An array of photographs depicts former president Lyndon B. Johnson's taped conversations, several of which were released Thursday morning at the Lyndon B. Johnson Presidential Library on campus.

The Lyndon Baines Johnson Library and Museum released 13 hours of President Johnson's recorded telephone conversations Thursday.

The tapes cover the first four months of the last year of Johnson's presidency, from Jan. 1 through April 30, 1968. They include conversations with Secretary of Defense Robert McNamara, Chicago Mayor Richard Daley, President Dwight D. Eisenhower, Secretary of State Dean Rusk and Atlanta Mayor Ivan Allen.

"This release is a particularly exciting release, because the first four months of 1968 there was so much happening," said supervisory library archivist Claudia Anderson.

The events of the period include Robert F. Kennedy's presidential candidacy, the Tet Offensive, the North Korean attack on the USS Pueblo, the assassination of Martin Luther King Jr., riots in Chicago and Washington, D.C. and Johnson's decision not to seek re-election for president.

"The recordings present a dimension of the historical events that you just don't come close to in the printed record, in the memos," said library archivist Allen Fisher. "He wasn't a writer. But he talked all the time."

Fisher helped prepare the digital tapes for release. He said some of the challenges involved adjusting the speed and volume so the tapes would be audible and intelligible. He said the work began in the 1990s, when digital tapes were made from the original Dictabelt recordings. Dictabelt is an antiquated technology that recorded sound by carving grooves into a plastic belt.

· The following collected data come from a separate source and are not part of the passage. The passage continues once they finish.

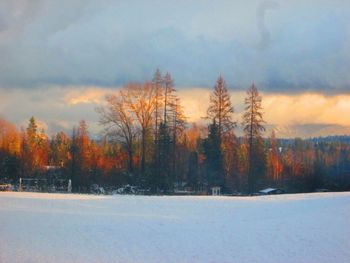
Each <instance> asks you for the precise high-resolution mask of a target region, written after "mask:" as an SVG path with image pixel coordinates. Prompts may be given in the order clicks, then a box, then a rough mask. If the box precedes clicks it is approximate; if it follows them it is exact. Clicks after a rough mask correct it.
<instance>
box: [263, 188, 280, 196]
mask: <svg viewBox="0 0 350 263" xmlns="http://www.w3.org/2000/svg"><path fill="white" fill-rule="evenodd" d="M259 194H260V195H278V194H284V190H283V189H280V188H266V189H263V190H260V191H259Z"/></svg>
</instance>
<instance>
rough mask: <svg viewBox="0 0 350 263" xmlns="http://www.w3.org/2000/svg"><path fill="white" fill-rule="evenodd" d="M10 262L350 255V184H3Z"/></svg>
mask: <svg viewBox="0 0 350 263" xmlns="http://www.w3.org/2000/svg"><path fill="white" fill-rule="evenodd" d="M0 262H1V263H7V262H177V263H178V262H298V263H300V262H327V263H328V262H350V192H346V193H314V194H295V195H279V196H259V197H220V196H219V197H211V196H202V197H199V196H198V197H191V196H183V197H175V196H174V197H171V196H92V195H75V194H42V193H15V192H1V193H0Z"/></svg>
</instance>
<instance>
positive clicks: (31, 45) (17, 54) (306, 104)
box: [0, 0, 350, 137]
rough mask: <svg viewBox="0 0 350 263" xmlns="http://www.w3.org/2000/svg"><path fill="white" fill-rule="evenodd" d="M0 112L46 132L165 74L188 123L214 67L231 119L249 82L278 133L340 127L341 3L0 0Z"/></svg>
mask: <svg viewBox="0 0 350 263" xmlns="http://www.w3.org/2000/svg"><path fill="white" fill-rule="evenodd" d="M0 58H1V63H0V114H1V116H2V117H4V118H6V119H8V120H9V121H12V122H14V123H16V124H18V125H19V126H20V125H26V122H27V120H28V119H29V118H30V116H31V115H34V116H36V117H37V118H38V119H39V120H40V121H41V123H42V126H43V127H45V129H46V130H47V131H48V132H55V131H57V130H61V129H63V130H65V131H69V130H71V128H72V126H73V125H74V124H76V123H77V122H78V121H79V120H80V119H82V118H84V119H86V120H87V121H88V123H90V127H91V130H92V131H93V132H98V130H99V129H100V128H99V127H98V125H97V121H98V115H97V114H96V112H95V111H94V108H95V107H96V106H97V105H98V104H100V103H101V102H103V98H104V96H105V94H107V93H110V92H114V91H115V90H116V89H118V88H119V87H121V86H123V85H124V84H125V83H127V82H128V81H144V80H147V79H150V78H151V76H152V74H153V72H154V71H155V69H156V68H160V69H161V70H162V71H169V72H171V73H172V75H173V77H174V79H175V85H176V88H177V89H178V90H179V94H180V96H181V98H182V100H183V104H184V107H185V111H186V113H187V115H188V116H189V119H190V121H196V120H198V119H199V117H201V116H203V114H204V112H205V106H206V103H207V100H208V97H209V93H210V89H211V88H212V86H213V85H214V83H215V80H216V78H217V76H218V75H219V74H223V75H224V77H225V79H226V82H227V84H228V86H229V87H230V91H231V93H232V100H233V102H234V105H235V108H236V111H237V114H236V118H237V120H239V118H240V112H241V110H242V101H243V98H244V90H246V89H247V87H248V86H249V85H250V84H251V83H252V81H255V83H256V84H257V85H258V88H259V89H260V90H261V91H262V92H263V94H264V108H265V118H266V120H267V121H268V123H269V125H271V127H276V129H277V130H278V132H279V135H280V136H288V137H293V136H303V137H309V136H317V135H327V134H349V133H350V119H348V118H346V113H347V112H350V74H349V69H350V2H349V1H347V0H318V1H311V0H294V1H289V0H266V1H263V0H251V1H238V0H227V1H224V0H218V1H210V0H201V1H195V0H193V1H191V0H186V1H185V0H177V1H175V0H174V1H170V0H167V1H164V0H150V1H141V0H139V1H136V0H129V1H109V0H105V1H103V0H102V1H97V0H69V1H68V0H61V1H55V0H51V1H50V0H46V1H44V0H42V1H41V0H37V1H36V0H16V1H13V0H2V1H0Z"/></svg>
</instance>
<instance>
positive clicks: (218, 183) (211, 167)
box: [204, 120, 224, 186]
mask: <svg viewBox="0 0 350 263" xmlns="http://www.w3.org/2000/svg"><path fill="white" fill-rule="evenodd" d="M208 129H209V134H208V138H207V139H205V141H204V154H205V157H206V159H205V163H206V167H207V179H208V184H209V185H217V186H223V184H224V174H223V173H224V171H223V157H222V152H221V139H220V135H219V126H218V125H217V124H216V121H215V120H214V121H213V123H212V124H210V125H209V127H208Z"/></svg>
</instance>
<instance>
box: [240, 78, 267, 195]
mask: <svg viewBox="0 0 350 263" xmlns="http://www.w3.org/2000/svg"><path fill="white" fill-rule="evenodd" d="M261 102H262V98H261V96H260V94H259V92H258V89H257V88H256V86H255V84H254V83H253V84H252V86H251V87H250V88H249V89H248V91H247V97H246V98H245V101H244V103H245V112H244V114H243V123H242V124H243V131H244V133H245V137H246V140H247V144H248V188H249V189H248V191H249V193H250V194H252V193H253V192H254V191H255V184H256V180H257V177H258V175H262V174H264V170H265V165H266V161H265V153H264V142H263V138H262V132H264V131H265V127H264V126H263V123H264V120H263V114H262V106H261Z"/></svg>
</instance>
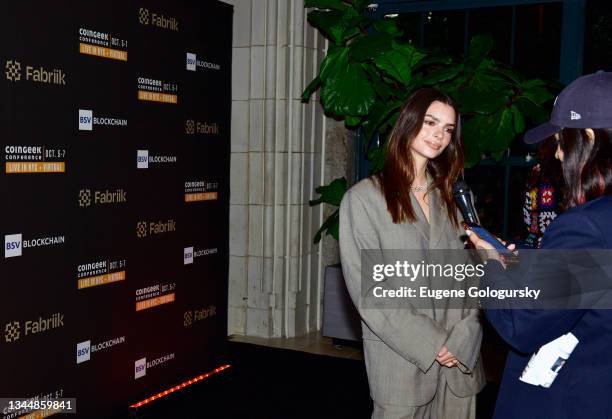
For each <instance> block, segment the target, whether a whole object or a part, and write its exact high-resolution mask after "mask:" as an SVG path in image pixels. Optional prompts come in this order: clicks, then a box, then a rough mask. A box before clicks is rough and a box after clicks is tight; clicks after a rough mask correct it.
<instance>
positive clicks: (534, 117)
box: [302, 0, 556, 243]
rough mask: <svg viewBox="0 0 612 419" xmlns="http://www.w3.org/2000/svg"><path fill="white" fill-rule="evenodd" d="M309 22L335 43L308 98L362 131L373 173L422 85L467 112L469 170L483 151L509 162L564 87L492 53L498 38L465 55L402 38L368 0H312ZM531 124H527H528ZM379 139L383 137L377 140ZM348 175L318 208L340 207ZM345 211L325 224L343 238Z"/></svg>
mask: <svg viewBox="0 0 612 419" xmlns="http://www.w3.org/2000/svg"><path fill="white" fill-rule="evenodd" d="M305 6H306V7H309V8H313V9H312V10H310V11H309V12H308V21H309V22H310V23H311V24H312V25H313V26H315V27H317V28H318V29H319V30H320V31H321V33H322V34H323V35H324V36H325V37H326V38H327V39H328V40H329V49H328V51H327V55H326V56H325V58H324V60H323V61H322V63H321V66H320V68H319V73H318V75H317V76H316V77H315V78H314V79H313V80H312V81H311V82H310V84H309V85H308V87H307V88H306V89H305V91H304V92H303V95H302V99H303V100H304V101H308V100H309V98H310V96H311V95H312V93H313V92H315V91H316V90H317V89H320V99H321V104H322V106H323V109H324V110H325V112H326V114H327V115H328V116H331V117H333V118H336V119H340V120H344V122H345V125H346V127H347V128H349V129H356V128H358V127H359V128H360V129H361V130H362V132H363V135H364V138H365V144H364V148H363V150H362V152H363V153H364V154H365V155H366V156H367V158H368V160H369V161H370V162H371V166H370V174H372V173H375V172H376V171H378V170H380V168H381V167H382V166H383V165H384V148H385V140H386V138H387V136H388V134H389V132H390V130H391V128H392V127H393V125H394V123H395V121H396V119H397V116H398V113H399V110H400V107H401V105H402V103H403V102H404V100H405V99H406V98H408V96H410V94H412V93H413V92H414V91H415V90H417V89H419V88H421V87H435V88H437V89H440V90H442V91H444V92H446V93H447V94H449V95H450V96H451V97H453V98H454V99H455V101H456V102H457V104H458V106H459V110H460V112H461V114H462V123H463V138H464V144H465V167H472V166H474V165H476V164H478V163H479V162H480V160H481V159H482V158H483V156H487V157H490V158H492V159H494V160H496V161H499V160H501V159H502V157H503V156H504V154H505V153H506V151H507V149H508V147H509V145H510V143H511V141H512V140H513V139H514V138H515V137H516V136H517V135H519V134H521V133H522V132H523V131H524V130H525V126H526V123H528V122H530V123H533V124H538V123H541V122H543V121H544V120H546V118H547V116H548V111H547V110H546V109H545V108H544V105H545V104H546V103H547V102H548V101H550V100H551V99H552V98H553V97H554V94H553V93H552V90H553V89H555V88H556V86H555V85H553V84H552V83H551V82H547V81H544V80H540V79H525V78H523V77H522V76H521V75H520V74H519V73H518V72H517V71H516V70H514V69H513V68H511V67H510V66H508V65H505V64H503V63H500V62H497V61H495V60H493V59H492V58H490V57H489V53H490V51H491V49H492V48H493V40H492V38H491V37H490V36H487V35H477V36H474V37H473V38H472V39H471V41H470V45H469V50H468V53H467V55H466V56H465V57H462V59H460V60H457V59H453V58H452V57H450V56H448V55H446V54H445V53H443V52H442V51H441V50H439V49H438V50H427V49H423V48H419V47H417V46H415V45H412V44H411V43H409V42H405V41H403V40H402V32H401V30H400V28H399V27H398V25H397V24H396V21H395V20H394V19H379V20H375V19H373V18H372V17H371V15H370V14H369V13H368V12H367V6H368V1H365V0H306V1H305ZM526 121H527V122H526ZM374 139H377V141H373V140H374ZM347 188H348V184H347V181H346V179H345V178H340V179H335V180H333V181H332V182H331V183H330V184H329V185H324V186H320V187H318V188H317V189H316V192H317V193H319V194H320V197H319V198H318V199H315V200H313V201H311V202H310V204H311V205H318V204H322V203H325V204H329V205H332V206H335V207H338V206H339V205H340V201H341V200H342V196H343V195H344V193H345V192H346V190H347ZM338 219H339V217H338V209H337V208H336V210H335V211H334V212H333V213H332V214H331V215H330V216H329V217H328V218H327V219H326V220H325V221H324V223H323V224H322V225H321V227H320V229H319V231H318V232H317V233H316V235H315V238H314V241H315V243H317V242H318V241H320V240H321V237H322V235H323V234H329V235H331V236H332V237H334V238H335V239H338Z"/></svg>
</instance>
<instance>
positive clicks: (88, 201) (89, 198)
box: [79, 189, 91, 208]
mask: <svg viewBox="0 0 612 419" xmlns="http://www.w3.org/2000/svg"><path fill="white" fill-rule="evenodd" d="M90 205H91V191H90V190H89V189H81V190H80V191H79V207H81V208H87V207H89V206H90Z"/></svg>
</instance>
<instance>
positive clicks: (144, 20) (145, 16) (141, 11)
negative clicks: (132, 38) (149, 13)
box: [138, 7, 149, 25]
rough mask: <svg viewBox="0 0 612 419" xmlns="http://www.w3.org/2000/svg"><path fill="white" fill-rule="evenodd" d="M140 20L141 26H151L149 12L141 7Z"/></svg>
mask: <svg viewBox="0 0 612 419" xmlns="http://www.w3.org/2000/svg"><path fill="white" fill-rule="evenodd" d="M138 20H139V21H140V24H141V25H148V24H149V10H148V9H145V8H144V7H141V8H140V10H139V11H138Z"/></svg>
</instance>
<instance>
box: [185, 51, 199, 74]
mask: <svg viewBox="0 0 612 419" xmlns="http://www.w3.org/2000/svg"><path fill="white" fill-rule="evenodd" d="M196 60H197V59H196V55H195V54H192V53H191V52H188V53H187V70H189V71H195V70H196Z"/></svg>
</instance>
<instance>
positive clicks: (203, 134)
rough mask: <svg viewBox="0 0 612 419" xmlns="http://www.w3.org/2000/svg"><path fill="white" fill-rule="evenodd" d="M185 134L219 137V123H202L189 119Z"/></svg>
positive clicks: (185, 131) (199, 121)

Senior library archivist Regina Greenwell said another challenge was determining the date and time of the conversation, as well as who was present, since the notes on the original recordings were often incomplete or inaccurate.

One of the tapes contains a recording of Johnson's March 23, 1968 conversation with postmaster general Larry O'Brien, whom Johnson tries to persuade to take over his presidential campaign. Just a week later, on March 31, Johnson made a speech in which he announced he would not run for president.

"The thing that most surprised me was how late in March Johnson was still talking with people about his campaign strategy," Anderson said. "I didn't note a hint in his voice that he was thinking about not running. Sounds for the world like a man running."

In another recording, Daley asks for Johnson's help in sending federal troops to Chicago to calm the violent riots that followed King's assassination.

"I think nearly every day I read in the paper there's a 40th anniversary of something that happened in 1968," Greenwell said. "It was just such a tumultuous year."

When she transferred control of his files to the LBJ Library, Johnson's secretary Mildred Stegall said he wanted his telephone conversations closed to researchers until 50 years after his death. In the 1990s, the JFK Assassination Records Collection Act required the library to release recordings with relevance to the assassination of John F. Kennedy. After those recordings were released, former library director Harry Middleton, with Lady Bird Johnson's approval, released more of the conversations.

"We hope to finish [releasing] all the presidential recordings this year, because it's the centennial of Johnson's birth," Greenwell said.